All critical vulnerabilities have a CVSS score of 9.8 and are associated with buffer overflow, affecting various system components. Exactly:
- CVE-2024-26305 affects service daemon in ArubaOS;
- CVE-2024-26304 affects the L2/L3 management service in ArubaOS;
- CVE-2024-33511 affects automatic reporting service in ArubaOS;
- CVE-2024-33512 affects the ArubaOS local user authentication database.
The PoC exploit code has not yet been released, but the security guidelines state that all four components are accessed via UDP port 8211 of the Aruba Application Programming Interface (PAPI), and sending specially crafted packets can lead to arbitrary code execution.
Devices such as Aruba Mobility Conductors, Mobility Controllers, and WLAN and SD-WAN gateways managed through Aruba Central are affected.
The list of software versions that need to be updated is as follows: ArubaOS 10.5. x. x: 10.5.1.0 and below; ArubaOS 10.4.x. x: 10.4.1.0 and below; ArubaOS 8.11. x. x: 8.11.2.1 and below; ArubaOS 8.10. x. x: 8.10.0.10 and below.
There is also a list of software versions that are vulnerable to the above security issues but no longer receive technical support: ArubaOS 10.3. x. x; ArubaOS 8.9. x. x; ArubaOS 8.8. x. x; ArubaOS 8.7. x. x; ArubaOS 8.6. x. x; ArubaOS 6.5.4. x; SD-WAN 8.7.0.0-2.3.0. x; SD-WAN 8.6.0.4-2.2. x. x.
In addition, the company reported six medium-severity denial-of-service (DoS) vulnerabilities.

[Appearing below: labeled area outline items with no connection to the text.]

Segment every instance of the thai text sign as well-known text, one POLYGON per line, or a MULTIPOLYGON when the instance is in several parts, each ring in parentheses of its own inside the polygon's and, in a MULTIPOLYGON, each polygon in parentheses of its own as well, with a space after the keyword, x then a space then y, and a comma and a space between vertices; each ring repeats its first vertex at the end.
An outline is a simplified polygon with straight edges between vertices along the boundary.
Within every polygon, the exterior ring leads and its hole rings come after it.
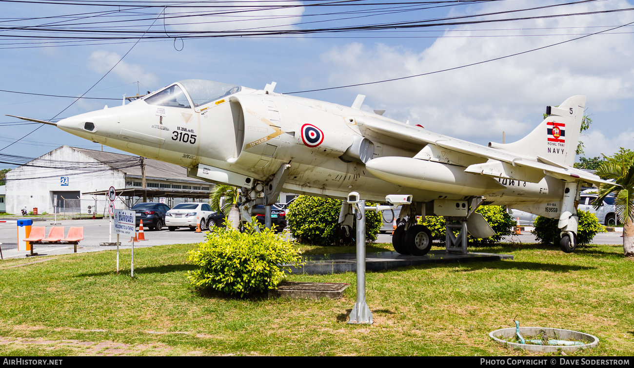
POLYGON ((115 232, 127 236, 134 236, 136 227, 136 212, 125 210, 115 210, 115 232))

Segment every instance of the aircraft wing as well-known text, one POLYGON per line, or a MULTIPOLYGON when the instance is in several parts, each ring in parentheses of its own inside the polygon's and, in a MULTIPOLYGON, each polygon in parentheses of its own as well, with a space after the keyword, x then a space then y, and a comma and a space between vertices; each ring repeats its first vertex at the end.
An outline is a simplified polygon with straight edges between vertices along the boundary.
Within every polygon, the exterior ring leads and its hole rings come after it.
POLYGON ((604 183, 612 184, 583 170, 564 166, 542 157, 537 156, 537 161, 529 160, 508 151, 432 133, 415 126, 369 117, 358 118, 357 124, 377 134, 417 143, 422 147, 435 144, 464 155, 488 159, 484 163, 468 167, 465 172, 531 182, 538 182, 545 175, 548 175, 568 182, 581 179, 597 186, 604 183))

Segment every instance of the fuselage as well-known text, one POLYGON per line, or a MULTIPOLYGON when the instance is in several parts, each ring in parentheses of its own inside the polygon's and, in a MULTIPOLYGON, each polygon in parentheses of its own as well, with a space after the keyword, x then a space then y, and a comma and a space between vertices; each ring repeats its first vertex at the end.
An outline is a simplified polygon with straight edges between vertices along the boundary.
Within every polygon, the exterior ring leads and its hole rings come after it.
POLYGON ((417 202, 482 196, 486 204, 536 205, 544 212, 561 200, 564 186, 554 178, 534 183, 465 173, 486 160, 377 134, 364 127, 365 118, 402 124, 328 102, 188 80, 57 125, 187 167, 192 176, 237 186, 252 179, 266 184, 290 163, 283 189, 299 194, 344 198, 355 191, 380 202, 399 193, 412 194, 417 202), (205 167, 228 175, 205 177, 205 167))

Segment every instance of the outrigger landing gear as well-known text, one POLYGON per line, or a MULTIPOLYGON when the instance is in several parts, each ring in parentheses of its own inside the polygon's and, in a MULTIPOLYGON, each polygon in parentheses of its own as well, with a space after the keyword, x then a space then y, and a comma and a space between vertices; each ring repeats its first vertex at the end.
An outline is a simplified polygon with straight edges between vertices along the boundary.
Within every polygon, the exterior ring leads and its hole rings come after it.
POLYGON ((577 231, 579 217, 577 216, 575 200, 578 198, 579 185, 577 182, 566 183, 562 200, 561 215, 557 227, 561 229, 559 247, 565 253, 573 253, 577 249, 577 231))
POLYGON ((559 247, 565 253, 573 253, 574 251, 574 250, 577 249, 577 239, 574 236, 574 234, 573 234, 572 239, 571 239, 570 235, 568 234, 562 235, 561 240, 559 241, 559 247))

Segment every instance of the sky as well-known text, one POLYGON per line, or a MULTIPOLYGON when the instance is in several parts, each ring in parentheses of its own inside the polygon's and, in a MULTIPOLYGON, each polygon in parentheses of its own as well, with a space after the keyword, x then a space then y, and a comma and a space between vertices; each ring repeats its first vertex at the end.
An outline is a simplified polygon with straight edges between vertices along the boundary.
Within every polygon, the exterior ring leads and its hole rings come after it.
MULTIPOLYGON (((293 95, 350 106, 358 94, 365 94, 363 110, 384 109, 390 118, 486 145, 501 142, 503 132, 506 143, 521 138, 541 122, 547 105, 583 94, 587 96, 586 114, 592 119, 581 136, 584 155, 609 155, 619 147, 634 149, 634 10, 630 10, 634 4, 625 0, 434 4, 358 0, 337 6, 293 0, 281 8, 267 8, 270 1, 193 1, 123 10, 95 6, 91 0, 76 3, 0 0, 0 89, 13 92, 0 91, 0 154, 37 157, 62 144, 101 149, 53 126, 14 124, 16 119, 4 114, 42 120, 68 117, 120 105, 124 94, 143 94, 182 79, 256 89, 276 82, 275 92, 292 93, 419 75, 423 75, 293 95), (201 4, 219 6, 212 11, 224 14, 187 7, 201 4), (621 11, 610 11, 616 10, 621 11), (103 13, 96 16, 98 11, 103 13), (191 11, 200 13, 178 16, 191 11), (583 13, 591 14, 567 15, 583 13), (481 15, 488 13, 495 14, 481 15), (445 20, 436 21, 441 25, 422 28, 301 32, 447 17, 454 24, 445 20), (146 20, 134 20, 138 18, 146 20), (526 18, 530 19, 460 23, 526 18), (112 20, 118 22, 100 23, 112 20), (119 27, 110 30, 150 30, 156 33, 145 35, 163 38, 138 43, 136 39, 78 42, 56 38, 71 35, 59 28, 44 32, 34 27, 94 29, 101 25, 119 27), (10 29, 24 26, 32 29, 10 29), (624 27, 608 30, 619 26, 624 27), (237 30, 283 34, 238 37, 244 32, 237 30), (233 37, 179 37, 201 31, 233 37), (602 31, 607 32, 587 35, 602 31), (569 42, 560 43, 564 41, 569 42), (535 49, 540 49, 531 51, 535 49), (514 54, 519 54, 510 56, 514 54), (89 90, 85 96, 118 99, 72 103, 75 99, 15 93, 80 96, 89 90)), ((341 2, 328 3, 335 3, 341 2)), ((0 168, 11 167, 0 163, 0 168)))

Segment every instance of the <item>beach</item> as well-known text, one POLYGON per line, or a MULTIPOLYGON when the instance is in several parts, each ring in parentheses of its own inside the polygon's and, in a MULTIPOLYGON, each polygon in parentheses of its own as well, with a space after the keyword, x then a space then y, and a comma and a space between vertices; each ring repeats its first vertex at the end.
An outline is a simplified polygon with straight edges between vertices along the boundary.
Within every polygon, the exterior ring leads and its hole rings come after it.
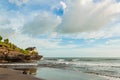
POLYGON ((21 71, 0 68, 0 80, 43 80, 40 78, 35 78, 32 75, 22 74, 21 71))

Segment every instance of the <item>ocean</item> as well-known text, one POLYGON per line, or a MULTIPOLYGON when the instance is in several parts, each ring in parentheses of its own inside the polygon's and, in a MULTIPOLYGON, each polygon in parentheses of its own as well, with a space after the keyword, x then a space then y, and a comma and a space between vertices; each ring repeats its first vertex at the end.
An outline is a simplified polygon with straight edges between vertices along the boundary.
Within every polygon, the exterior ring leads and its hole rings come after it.
POLYGON ((45 80, 120 80, 120 58, 45 58, 35 77, 45 80))

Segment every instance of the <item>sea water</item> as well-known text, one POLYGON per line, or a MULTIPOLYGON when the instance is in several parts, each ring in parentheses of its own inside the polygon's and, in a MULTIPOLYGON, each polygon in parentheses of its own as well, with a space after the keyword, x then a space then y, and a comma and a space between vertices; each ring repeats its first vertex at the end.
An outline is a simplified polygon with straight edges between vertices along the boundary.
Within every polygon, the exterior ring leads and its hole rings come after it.
POLYGON ((45 58, 35 76, 46 80, 120 80, 120 58, 45 58))

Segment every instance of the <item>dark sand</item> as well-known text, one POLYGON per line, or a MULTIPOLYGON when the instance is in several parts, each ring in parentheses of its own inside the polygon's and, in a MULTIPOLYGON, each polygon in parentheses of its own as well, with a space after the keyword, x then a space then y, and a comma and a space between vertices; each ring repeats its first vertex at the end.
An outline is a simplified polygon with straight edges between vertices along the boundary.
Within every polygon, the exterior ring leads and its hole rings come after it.
POLYGON ((43 79, 38 79, 31 75, 22 74, 22 72, 17 70, 0 68, 0 80, 43 80, 43 79))

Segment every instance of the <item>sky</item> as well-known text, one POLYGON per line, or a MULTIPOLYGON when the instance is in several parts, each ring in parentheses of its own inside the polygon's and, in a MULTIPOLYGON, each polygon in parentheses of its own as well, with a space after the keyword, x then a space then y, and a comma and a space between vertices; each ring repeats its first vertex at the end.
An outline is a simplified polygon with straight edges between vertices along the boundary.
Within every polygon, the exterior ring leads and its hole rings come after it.
POLYGON ((44 57, 120 57, 120 0, 0 0, 0 35, 44 57))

All of them have a critical rating from 5.3 to 5.9 on the CVSS scale and have the following identifiers: CVE-2024-33513, CVE-2024-33514, CVE-2024-33515, CVE-2024-33516, CVE-2024-33517, CVE-2024-33518.
To temporarily resolve the issue, you can enable PAPI security features using a non-standard key. However, network administrators are strongly encouraged to apply all available patches as soon as possible to prevent any potential attacks.